Last June I posted ("Less than meets the AI") about the program that "passed" the Turing test, and that this milestone seemed more a demonstration of natural gullibility than of artificial intelligence. Hence, I was pleased to read about an improved -- and more meaningful -- proposed test of a program's intelligence. See (from IEEE Spectrum), "Can Winograd Schemas Replace Turing Test for Defining Human-Level AI?"

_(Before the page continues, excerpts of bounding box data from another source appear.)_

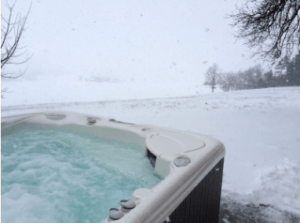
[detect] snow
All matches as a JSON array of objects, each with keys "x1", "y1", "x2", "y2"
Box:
[{"x1": 2, "y1": 80, "x2": 300, "y2": 222}]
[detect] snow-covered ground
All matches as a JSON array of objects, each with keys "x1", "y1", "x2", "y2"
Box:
[{"x1": 2, "y1": 81, "x2": 300, "y2": 222}]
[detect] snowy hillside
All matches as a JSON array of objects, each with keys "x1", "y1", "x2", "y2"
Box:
[{"x1": 2, "y1": 84, "x2": 300, "y2": 222}]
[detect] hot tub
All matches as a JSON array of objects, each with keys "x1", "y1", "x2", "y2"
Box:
[{"x1": 1, "y1": 112, "x2": 225, "y2": 223}]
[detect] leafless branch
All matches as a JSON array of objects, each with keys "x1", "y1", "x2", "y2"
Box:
[{"x1": 228, "y1": 0, "x2": 300, "y2": 63}]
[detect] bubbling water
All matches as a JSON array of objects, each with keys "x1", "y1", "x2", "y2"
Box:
[{"x1": 1, "y1": 129, "x2": 160, "y2": 223}]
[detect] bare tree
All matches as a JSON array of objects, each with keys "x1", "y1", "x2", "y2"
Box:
[
  {"x1": 1, "y1": 3, "x2": 30, "y2": 78},
  {"x1": 228, "y1": 0, "x2": 300, "y2": 63},
  {"x1": 204, "y1": 64, "x2": 220, "y2": 93}
]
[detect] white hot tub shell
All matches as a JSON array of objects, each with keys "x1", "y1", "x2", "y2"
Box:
[{"x1": 1, "y1": 112, "x2": 225, "y2": 223}]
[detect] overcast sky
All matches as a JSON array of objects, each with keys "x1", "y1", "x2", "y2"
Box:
[{"x1": 1, "y1": 0, "x2": 255, "y2": 81}]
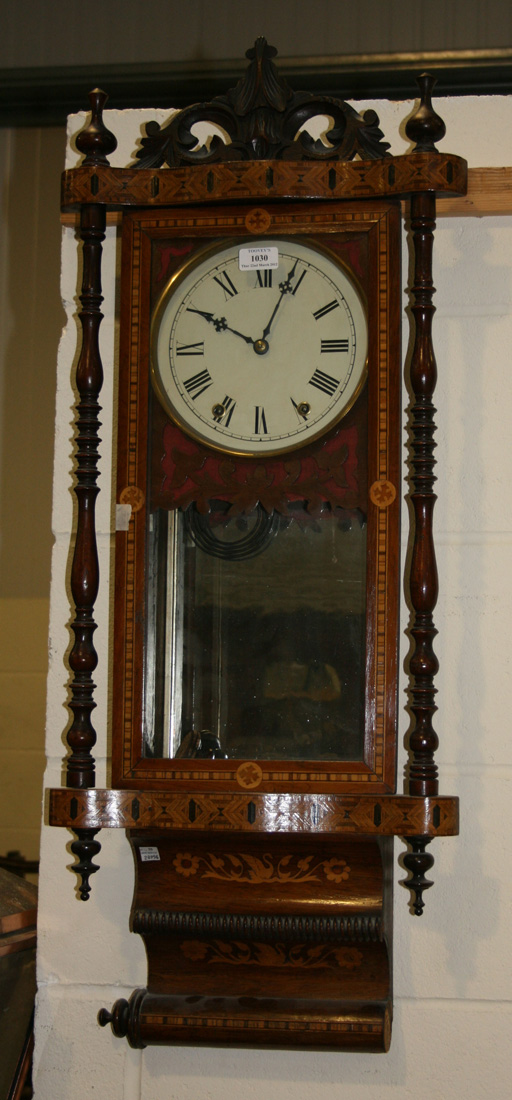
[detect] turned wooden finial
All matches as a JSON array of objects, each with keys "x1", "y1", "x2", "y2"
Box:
[
  {"x1": 405, "y1": 73, "x2": 446, "y2": 153},
  {"x1": 76, "y1": 88, "x2": 118, "y2": 165}
]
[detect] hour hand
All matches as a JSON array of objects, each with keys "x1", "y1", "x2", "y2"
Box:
[
  {"x1": 261, "y1": 260, "x2": 298, "y2": 340},
  {"x1": 187, "y1": 306, "x2": 254, "y2": 344}
]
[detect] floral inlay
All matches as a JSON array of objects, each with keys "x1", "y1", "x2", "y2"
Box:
[
  {"x1": 182, "y1": 939, "x2": 362, "y2": 970},
  {"x1": 173, "y1": 851, "x2": 350, "y2": 882}
]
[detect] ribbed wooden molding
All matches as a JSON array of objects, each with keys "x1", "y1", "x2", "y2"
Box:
[{"x1": 61, "y1": 167, "x2": 512, "y2": 227}]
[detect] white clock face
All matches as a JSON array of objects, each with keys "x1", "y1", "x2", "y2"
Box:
[{"x1": 152, "y1": 239, "x2": 368, "y2": 454}]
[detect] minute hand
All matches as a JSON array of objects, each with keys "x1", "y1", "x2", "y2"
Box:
[
  {"x1": 187, "y1": 306, "x2": 254, "y2": 343},
  {"x1": 261, "y1": 260, "x2": 298, "y2": 340}
]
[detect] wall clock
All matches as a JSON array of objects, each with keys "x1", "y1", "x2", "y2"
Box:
[{"x1": 50, "y1": 39, "x2": 466, "y2": 1051}]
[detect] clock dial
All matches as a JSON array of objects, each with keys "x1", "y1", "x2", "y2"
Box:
[{"x1": 152, "y1": 239, "x2": 368, "y2": 454}]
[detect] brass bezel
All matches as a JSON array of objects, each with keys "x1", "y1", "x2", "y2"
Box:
[{"x1": 150, "y1": 230, "x2": 370, "y2": 459}]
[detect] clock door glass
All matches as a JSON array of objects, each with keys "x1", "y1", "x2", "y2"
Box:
[{"x1": 145, "y1": 501, "x2": 366, "y2": 760}]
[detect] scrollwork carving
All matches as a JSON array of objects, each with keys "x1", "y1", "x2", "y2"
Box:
[{"x1": 137, "y1": 37, "x2": 389, "y2": 168}]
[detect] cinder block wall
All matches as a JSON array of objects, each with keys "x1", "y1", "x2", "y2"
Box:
[{"x1": 35, "y1": 97, "x2": 512, "y2": 1100}]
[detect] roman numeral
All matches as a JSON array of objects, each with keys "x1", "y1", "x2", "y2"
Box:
[
  {"x1": 320, "y1": 340, "x2": 348, "y2": 352},
  {"x1": 183, "y1": 370, "x2": 213, "y2": 402},
  {"x1": 292, "y1": 271, "x2": 307, "y2": 295},
  {"x1": 308, "y1": 371, "x2": 340, "y2": 397},
  {"x1": 214, "y1": 272, "x2": 238, "y2": 301},
  {"x1": 214, "y1": 396, "x2": 237, "y2": 428},
  {"x1": 290, "y1": 397, "x2": 309, "y2": 420},
  {"x1": 176, "y1": 341, "x2": 205, "y2": 355},
  {"x1": 257, "y1": 267, "x2": 272, "y2": 287},
  {"x1": 313, "y1": 298, "x2": 339, "y2": 321},
  {"x1": 254, "y1": 405, "x2": 269, "y2": 436}
]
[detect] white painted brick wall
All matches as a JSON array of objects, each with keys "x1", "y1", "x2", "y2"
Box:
[{"x1": 35, "y1": 97, "x2": 512, "y2": 1100}]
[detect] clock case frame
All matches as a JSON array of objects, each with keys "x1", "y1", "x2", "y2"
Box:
[
  {"x1": 50, "y1": 40, "x2": 467, "y2": 1051},
  {"x1": 112, "y1": 201, "x2": 401, "y2": 793}
]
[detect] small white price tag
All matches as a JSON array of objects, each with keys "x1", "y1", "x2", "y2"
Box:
[
  {"x1": 238, "y1": 245, "x2": 279, "y2": 272},
  {"x1": 139, "y1": 846, "x2": 160, "y2": 864}
]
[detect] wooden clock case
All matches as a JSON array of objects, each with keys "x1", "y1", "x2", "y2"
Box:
[{"x1": 50, "y1": 40, "x2": 466, "y2": 1051}]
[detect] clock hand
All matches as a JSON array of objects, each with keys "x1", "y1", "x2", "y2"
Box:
[
  {"x1": 187, "y1": 306, "x2": 254, "y2": 344},
  {"x1": 261, "y1": 259, "x2": 298, "y2": 340}
]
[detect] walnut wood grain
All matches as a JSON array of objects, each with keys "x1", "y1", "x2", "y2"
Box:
[
  {"x1": 50, "y1": 788, "x2": 458, "y2": 836},
  {"x1": 408, "y1": 194, "x2": 438, "y2": 795},
  {"x1": 62, "y1": 153, "x2": 467, "y2": 212},
  {"x1": 67, "y1": 206, "x2": 105, "y2": 788},
  {"x1": 61, "y1": 166, "x2": 512, "y2": 227},
  {"x1": 98, "y1": 982, "x2": 392, "y2": 1053}
]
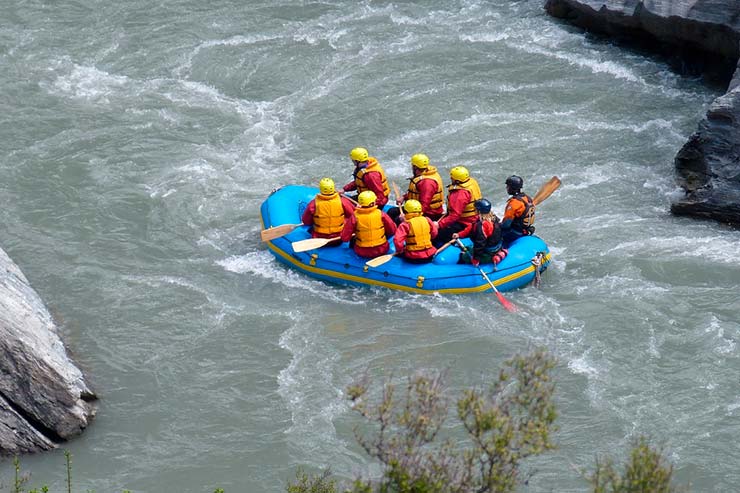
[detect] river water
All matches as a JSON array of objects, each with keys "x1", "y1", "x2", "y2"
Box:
[{"x1": 0, "y1": 0, "x2": 740, "y2": 493}]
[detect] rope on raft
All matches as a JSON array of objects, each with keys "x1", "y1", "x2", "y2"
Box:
[{"x1": 532, "y1": 252, "x2": 545, "y2": 288}]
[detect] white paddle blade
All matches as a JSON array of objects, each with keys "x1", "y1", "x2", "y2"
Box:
[
  {"x1": 365, "y1": 253, "x2": 393, "y2": 267},
  {"x1": 292, "y1": 238, "x2": 336, "y2": 253}
]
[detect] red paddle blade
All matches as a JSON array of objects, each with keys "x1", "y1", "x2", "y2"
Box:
[{"x1": 496, "y1": 291, "x2": 517, "y2": 312}]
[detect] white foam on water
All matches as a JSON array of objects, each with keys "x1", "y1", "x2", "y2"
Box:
[
  {"x1": 506, "y1": 42, "x2": 648, "y2": 82},
  {"x1": 704, "y1": 315, "x2": 740, "y2": 355},
  {"x1": 216, "y1": 251, "x2": 367, "y2": 305},
  {"x1": 277, "y1": 313, "x2": 348, "y2": 455},
  {"x1": 40, "y1": 59, "x2": 133, "y2": 105},
  {"x1": 568, "y1": 349, "x2": 603, "y2": 407},
  {"x1": 605, "y1": 232, "x2": 740, "y2": 266},
  {"x1": 459, "y1": 32, "x2": 510, "y2": 43},
  {"x1": 174, "y1": 34, "x2": 286, "y2": 78}
]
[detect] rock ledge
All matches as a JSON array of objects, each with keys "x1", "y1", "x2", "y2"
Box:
[
  {"x1": 0, "y1": 249, "x2": 97, "y2": 455},
  {"x1": 545, "y1": 0, "x2": 740, "y2": 227}
]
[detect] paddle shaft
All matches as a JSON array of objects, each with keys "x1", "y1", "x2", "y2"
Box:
[
  {"x1": 532, "y1": 176, "x2": 560, "y2": 205},
  {"x1": 260, "y1": 223, "x2": 303, "y2": 241},
  {"x1": 455, "y1": 239, "x2": 516, "y2": 312}
]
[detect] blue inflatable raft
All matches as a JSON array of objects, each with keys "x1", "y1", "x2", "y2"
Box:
[{"x1": 260, "y1": 185, "x2": 550, "y2": 294}]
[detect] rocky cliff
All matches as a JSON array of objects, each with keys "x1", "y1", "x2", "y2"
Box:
[
  {"x1": 0, "y1": 249, "x2": 96, "y2": 455},
  {"x1": 545, "y1": 0, "x2": 740, "y2": 227}
]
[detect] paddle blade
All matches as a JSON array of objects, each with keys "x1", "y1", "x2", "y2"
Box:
[
  {"x1": 291, "y1": 238, "x2": 337, "y2": 253},
  {"x1": 391, "y1": 181, "x2": 401, "y2": 200},
  {"x1": 260, "y1": 224, "x2": 301, "y2": 241},
  {"x1": 532, "y1": 176, "x2": 560, "y2": 205},
  {"x1": 365, "y1": 253, "x2": 393, "y2": 267},
  {"x1": 496, "y1": 291, "x2": 517, "y2": 312}
]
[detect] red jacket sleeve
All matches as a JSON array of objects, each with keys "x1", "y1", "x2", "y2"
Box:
[
  {"x1": 301, "y1": 199, "x2": 316, "y2": 226},
  {"x1": 428, "y1": 218, "x2": 439, "y2": 239},
  {"x1": 393, "y1": 222, "x2": 409, "y2": 252},
  {"x1": 439, "y1": 188, "x2": 470, "y2": 228},
  {"x1": 342, "y1": 197, "x2": 355, "y2": 217},
  {"x1": 380, "y1": 212, "x2": 396, "y2": 238},
  {"x1": 416, "y1": 179, "x2": 437, "y2": 214},
  {"x1": 340, "y1": 214, "x2": 357, "y2": 242},
  {"x1": 362, "y1": 171, "x2": 388, "y2": 209}
]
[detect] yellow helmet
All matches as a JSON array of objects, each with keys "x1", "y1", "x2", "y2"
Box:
[
  {"x1": 319, "y1": 178, "x2": 334, "y2": 195},
  {"x1": 349, "y1": 147, "x2": 370, "y2": 162},
  {"x1": 411, "y1": 154, "x2": 429, "y2": 169},
  {"x1": 450, "y1": 166, "x2": 470, "y2": 182},
  {"x1": 357, "y1": 190, "x2": 378, "y2": 207},
  {"x1": 403, "y1": 199, "x2": 421, "y2": 214}
]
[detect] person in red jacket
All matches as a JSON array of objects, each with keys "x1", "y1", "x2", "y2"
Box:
[
  {"x1": 434, "y1": 166, "x2": 482, "y2": 248},
  {"x1": 458, "y1": 199, "x2": 509, "y2": 267},
  {"x1": 388, "y1": 154, "x2": 445, "y2": 224},
  {"x1": 501, "y1": 175, "x2": 535, "y2": 245},
  {"x1": 340, "y1": 147, "x2": 391, "y2": 209},
  {"x1": 301, "y1": 178, "x2": 355, "y2": 241},
  {"x1": 393, "y1": 199, "x2": 438, "y2": 264},
  {"x1": 342, "y1": 190, "x2": 396, "y2": 258}
]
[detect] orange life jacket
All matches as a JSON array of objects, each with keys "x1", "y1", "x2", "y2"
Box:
[
  {"x1": 447, "y1": 178, "x2": 483, "y2": 218},
  {"x1": 355, "y1": 206, "x2": 388, "y2": 248},
  {"x1": 406, "y1": 166, "x2": 445, "y2": 214},
  {"x1": 353, "y1": 156, "x2": 391, "y2": 197},
  {"x1": 509, "y1": 193, "x2": 535, "y2": 234},
  {"x1": 406, "y1": 214, "x2": 432, "y2": 252},
  {"x1": 313, "y1": 192, "x2": 344, "y2": 235}
]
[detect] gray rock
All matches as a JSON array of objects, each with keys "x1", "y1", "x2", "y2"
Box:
[
  {"x1": 545, "y1": 0, "x2": 740, "y2": 74},
  {"x1": 671, "y1": 81, "x2": 740, "y2": 227},
  {"x1": 545, "y1": 0, "x2": 740, "y2": 227},
  {"x1": 0, "y1": 249, "x2": 96, "y2": 455}
]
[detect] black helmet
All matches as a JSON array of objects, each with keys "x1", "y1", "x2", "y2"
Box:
[
  {"x1": 475, "y1": 199, "x2": 491, "y2": 214},
  {"x1": 506, "y1": 175, "x2": 524, "y2": 192}
]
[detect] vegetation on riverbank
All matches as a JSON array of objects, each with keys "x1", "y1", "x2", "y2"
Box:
[{"x1": 0, "y1": 351, "x2": 688, "y2": 493}]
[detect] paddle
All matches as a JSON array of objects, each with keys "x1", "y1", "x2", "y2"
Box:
[
  {"x1": 532, "y1": 176, "x2": 560, "y2": 205},
  {"x1": 291, "y1": 237, "x2": 339, "y2": 253},
  {"x1": 365, "y1": 252, "x2": 401, "y2": 267},
  {"x1": 455, "y1": 239, "x2": 517, "y2": 312},
  {"x1": 365, "y1": 232, "x2": 455, "y2": 267},
  {"x1": 260, "y1": 223, "x2": 303, "y2": 241},
  {"x1": 391, "y1": 181, "x2": 403, "y2": 221}
]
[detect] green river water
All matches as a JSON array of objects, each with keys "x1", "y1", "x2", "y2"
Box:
[{"x1": 0, "y1": 0, "x2": 740, "y2": 493}]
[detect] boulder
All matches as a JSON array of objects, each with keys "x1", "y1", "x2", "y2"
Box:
[
  {"x1": 671, "y1": 80, "x2": 740, "y2": 227},
  {"x1": 0, "y1": 249, "x2": 96, "y2": 455},
  {"x1": 545, "y1": 0, "x2": 740, "y2": 227}
]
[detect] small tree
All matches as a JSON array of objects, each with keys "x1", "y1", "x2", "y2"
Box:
[
  {"x1": 586, "y1": 436, "x2": 680, "y2": 493},
  {"x1": 287, "y1": 351, "x2": 556, "y2": 493}
]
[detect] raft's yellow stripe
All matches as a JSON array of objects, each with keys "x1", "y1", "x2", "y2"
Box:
[{"x1": 267, "y1": 241, "x2": 550, "y2": 294}]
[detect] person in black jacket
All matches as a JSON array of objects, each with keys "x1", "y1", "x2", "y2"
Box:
[{"x1": 459, "y1": 199, "x2": 509, "y2": 266}]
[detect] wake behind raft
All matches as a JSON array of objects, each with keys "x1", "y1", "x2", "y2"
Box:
[{"x1": 260, "y1": 185, "x2": 551, "y2": 294}]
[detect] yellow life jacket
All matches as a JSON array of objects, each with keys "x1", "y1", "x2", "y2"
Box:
[
  {"x1": 407, "y1": 166, "x2": 445, "y2": 213},
  {"x1": 406, "y1": 214, "x2": 432, "y2": 252},
  {"x1": 355, "y1": 207, "x2": 388, "y2": 248},
  {"x1": 353, "y1": 156, "x2": 391, "y2": 197},
  {"x1": 509, "y1": 192, "x2": 535, "y2": 231},
  {"x1": 447, "y1": 178, "x2": 483, "y2": 217},
  {"x1": 313, "y1": 192, "x2": 344, "y2": 235}
]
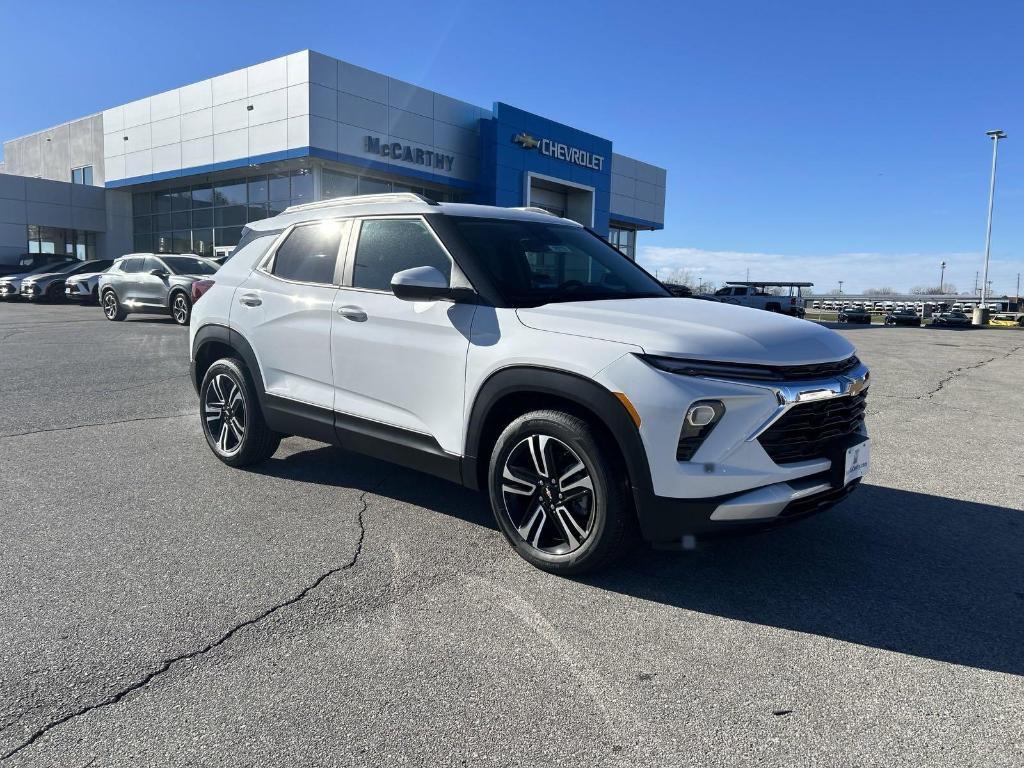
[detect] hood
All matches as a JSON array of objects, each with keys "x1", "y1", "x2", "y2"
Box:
[
  {"x1": 516, "y1": 298, "x2": 854, "y2": 366},
  {"x1": 22, "y1": 272, "x2": 67, "y2": 285}
]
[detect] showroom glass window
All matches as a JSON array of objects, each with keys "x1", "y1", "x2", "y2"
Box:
[
  {"x1": 269, "y1": 221, "x2": 344, "y2": 285},
  {"x1": 352, "y1": 218, "x2": 452, "y2": 291},
  {"x1": 27, "y1": 224, "x2": 96, "y2": 259},
  {"x1": 132, "y1": 168, "x2": 313, "y2": 257},
  {"x1": 132, "y1": 168, "x2": 466, "y2": 257},
  {"x1": 71, "y1": 165, "x2": 92, "y2": 186}
]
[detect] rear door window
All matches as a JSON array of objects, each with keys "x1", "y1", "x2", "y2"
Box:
[{"x1": 267, "y1": 221, "x2": 345, "y2": 285}]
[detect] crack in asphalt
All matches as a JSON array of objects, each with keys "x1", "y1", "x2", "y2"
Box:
[
  {"x1": 84, "y1": 372, "x2": 188, "y2": 394},
  {"x1": 872, "y1": 344, "x2": 1024, "y2": 415},
  {"x1": 0, "y1": 411, "x2": 195, "y2": 440},
  {"x1": 0, "y1": 705, "x2": 43, "y2": 733},
  {"x1": 0, "y1": 493, "x2": 379, "y2": 762}
]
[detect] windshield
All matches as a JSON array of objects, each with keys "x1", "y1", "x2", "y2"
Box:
[
  {"x1": 161, "y1": 256, "x2": 217, "y2": 274},
  {"x1": 22, "y1": 261, "x2": 79, "y2": 274},
  {"x1": 451, "y1": 216, "x2": 671, "y2": 306}
]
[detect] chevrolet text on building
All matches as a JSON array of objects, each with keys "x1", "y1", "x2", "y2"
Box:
[
  {"x1": 367, "y1": 136, "x2": 455, "y2": 171},
  {"x1": 512, "y1": 133, "x2": 604, "y2": 171},
  {"x1": 0, "y1": 50, "x2": 666, "y2": 266}
]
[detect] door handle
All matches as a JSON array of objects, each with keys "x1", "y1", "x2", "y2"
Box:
[{"x1": 338, "y1": 305, "x2": 367, "y2": 323}]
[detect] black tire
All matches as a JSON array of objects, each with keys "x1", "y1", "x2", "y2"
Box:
[
  {"x1": 488, "y1": 411, "x2": 637, "y2": 575},
  {"x1": 100, "y1": 291, "x2": 128, "y2": 321},
  {"x1": 199, "y1": 357, "x2": 283, "y2": 467},
  {"x1": 170, "y1": 291, "x2": 191, "y2": 326}
]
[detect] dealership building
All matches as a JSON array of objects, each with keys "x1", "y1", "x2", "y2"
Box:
[{"x1": 0, "y1": 50, "x2": 666, "y2": 258}]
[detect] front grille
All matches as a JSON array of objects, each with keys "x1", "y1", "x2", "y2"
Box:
[{"x1": 758, "y1": 390, "x2": 867, "y2": 464}]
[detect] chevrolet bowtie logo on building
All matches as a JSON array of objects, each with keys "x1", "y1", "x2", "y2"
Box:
[
  {"x1": 512, "y1": 133, "x2": 604, "y2": 171},
  {"x1": 512, "y1": 133, "x2": 541, "y2": 150}
]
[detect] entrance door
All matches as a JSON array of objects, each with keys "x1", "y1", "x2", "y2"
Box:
[
  {"x1": 525, "y1": 172, "x2": 594, "y2": 226},
  {"x1": 529, "y1": 186, "x2": 567, "y2": 218}
]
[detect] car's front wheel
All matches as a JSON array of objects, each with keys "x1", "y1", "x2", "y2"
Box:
[
  {"x1": 171, "y1": 291, "x2": 191, "y2": 326},
  {"x1": 489, "y1": 411, "x2": 636, "y2": 575},
  {"x1": 102, "y1": 291, "x2": 127, "y2": 321},
  {"x1": 200, "y1": 357, "x2": 282, "y2": 467}
]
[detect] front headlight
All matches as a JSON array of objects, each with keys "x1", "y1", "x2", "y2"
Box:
[{"x1": 638, "y1": 354, "x2": 778, "y2": 381}]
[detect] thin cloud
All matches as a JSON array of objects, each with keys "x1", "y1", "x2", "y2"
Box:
[{"x1": 638, "y1": 246, "x2": 1024, "y2": 295}]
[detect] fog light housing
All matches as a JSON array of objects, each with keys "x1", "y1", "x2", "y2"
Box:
[{"x1": 676, "y1": 400, "x2": 725, "y2": 462}]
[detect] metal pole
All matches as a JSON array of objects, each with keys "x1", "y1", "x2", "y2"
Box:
[{"x1": 974, "y1": 131, "x2": 1007, "y2": 325}]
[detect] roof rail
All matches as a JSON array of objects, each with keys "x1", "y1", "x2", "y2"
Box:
[
  {"x1": 512, "y1": 206, "x2": 561, "y2": 219},
  {"x1": 284, "y1": 193, "x2": 437, "y2": 213}
]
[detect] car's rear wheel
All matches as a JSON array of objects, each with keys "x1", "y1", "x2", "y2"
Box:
[
  {"x1": 200, "y1": 357, "x2": 282, "y2": 467},
  {"x1": 102, "y1": 291, "x2": 127, "y2": 321},
  {"x1": 171, "y1": 291, "x2": 191, "y2": 326},
  {"x1": 489, "y1": 411, "x2": 636, "y2": 575}
]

Conceptually, the Turing Test is still valid, but we need a better practical process for testing artificial intelligence. A new AI contest, sponsored by Nuance Communications and CommonsenseReasoning.org, is offering a US $25,000 prize to an AI that can successfully answer what are called Winograd schemas, named after Terry Winograd, a professor of computer science at Stanford University.

Here's an example of one:

The trophy doesn't fit in the brown suitcase because it is too big. What is too big?

The trophy, obviously. But it's not obvious. It's obvious to us, because we know all about trophies and suitcases. We don't even have to "think" about it; it's almost intuitive. But for a computer program, it's unclear what the "it" refers to. To be successful at answering a question like this, an artificial intelligence must have some background knowledge and the ability to reason.

From the Department of It Ought to Be Obvious, see (from Forbes), "It Does Matter That The White House Cybersecurity Czar Lacks Technical Chops." The author, Robert Lee, describes himself as "an active-duty Air Force Cyber Warfare Operations Officer and a cofounder of Dragos Security."

Of course the Czar-dine at issue opines that it's fine he doesn't have a cyber-security background. Maybe we shouldn't be surprised then (offered by PC World) that "Botnet malware discovered on Healthcare.gov server."

Searching government networks for vulnerable servers, the hacker was able to break-in because the server's default password had not been changed, according to The Wall Street Journal. Even the U.S. government, it seems, can do with a refresher course every now and then on security.  

Alan Turing 100th birthday doodle
Have you followed the debate over the so-called right to be forgotten, under which search engines can be ordered to not serve up deleterious information? There are exceptions, of course. One such exception applies to the famous -- only who counts as famous? Are you famous? Check out (from the Washington Post) -- and then find out --  "Does Google think you’re famous?"

Do you lie awake nights wondering whether killer robots are after you? Then (a) stop eating pizza and tacos near bedtime and (b) check out (again from the Washington Post), "The SkyNet factor: Four myths about science fiction and the killer robot debate." Then you'll have good cause (besides indigestion) for your insomnia ....

Then there's the new iWatch. Talk about a solution in search of a problem. See (from Mashable), "Sharing Your Heartbeat Over Apple Watch Is the New Sexting."

Let's end this post on an upbeat note. Yahoo News offers us computing-centric product news that (unlike the iWatch) I find to be seriously clever. See "Indian start-up launches shoes that show you the way."